# Best approach to Normalize Phase Contrast Images

Hi Masters of Image Processing!

I’ve recently wanted to use CARE on phase contrast (PH) images, and I am wondering what the best way to normalize these images is.

The built-in quantile-based way works fine but I have found that due to the uneven nature of the background in PH, creating patches for training benefits from including the background.

But when there are background patches with no signal, quantile-based normalization exaggerates the background.

I tried using a fixed-value normalization (Just dividing by an arbitrary value) to ensure the data lies between [0;1] but I think I could do better…

One idea is to use a mode or median-based normalization. That is, considering that in my images there will always be over 50% of background, I can

1. Smooth the image slightly
2. Compute the mode (or median)
3. Divide the image by this value times an arbitrary value

I looked around different papers working on phase contrast images, but most normalize the data after some initial processing of the PH image (after a Laplacian or Hessian or Gradient) and none mention how the PH image could be normalized.

Do you think that the median-based approach makes sense? What other methods have you used/know of?

Thanks for any input!

[EDIT : Post was sent before it was completed]

4 Likes

Hi @oburri,

Makes sense.

The CARE data generation always computes the normalization from the entire image, and then applies it to all extracted patches from that image. Hence, as long as you don’t have purely background images, the normalization should work for generating the training patches.

I don’t quite understand. The mode (=max?) is the 100th percentile and the median is the 50th percentile.

Can you upload an example image and point out the specific problem with the normalization?

Best,
Uwe

1 Like

Hi @uschmidt83,

I saw that after I started looking into the CSBDeep code.
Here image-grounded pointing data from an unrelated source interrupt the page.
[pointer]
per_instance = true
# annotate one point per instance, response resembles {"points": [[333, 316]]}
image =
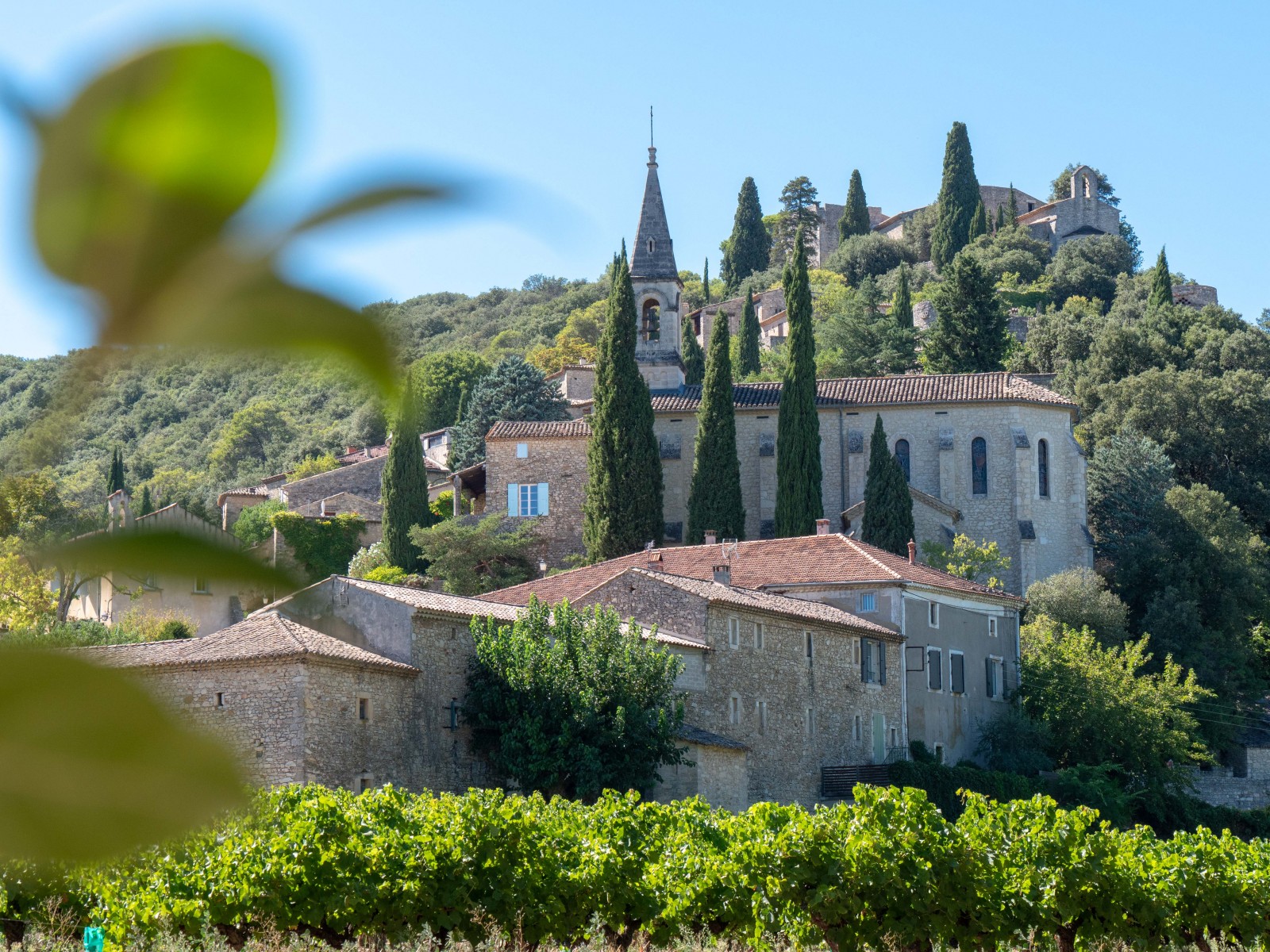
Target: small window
{"points": [[956, 672], [902, 456], [979, 466], [1043, 467]]}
Thing is that I get slightly better results when I normalized the phase contrast data by dividing it with a single value rather than the quantile-based approach, maybe because the background is closer to the mode (value that appears most often), which is close to the median.
But rather than divide by an arbitrary value, I wanted to divide it by, say 10 times the mode.

You can snatch the dataset from Zenodo here
(500MB), I’ll send you the notebook as well (or if you create an account to renkulab.io you can get it directly.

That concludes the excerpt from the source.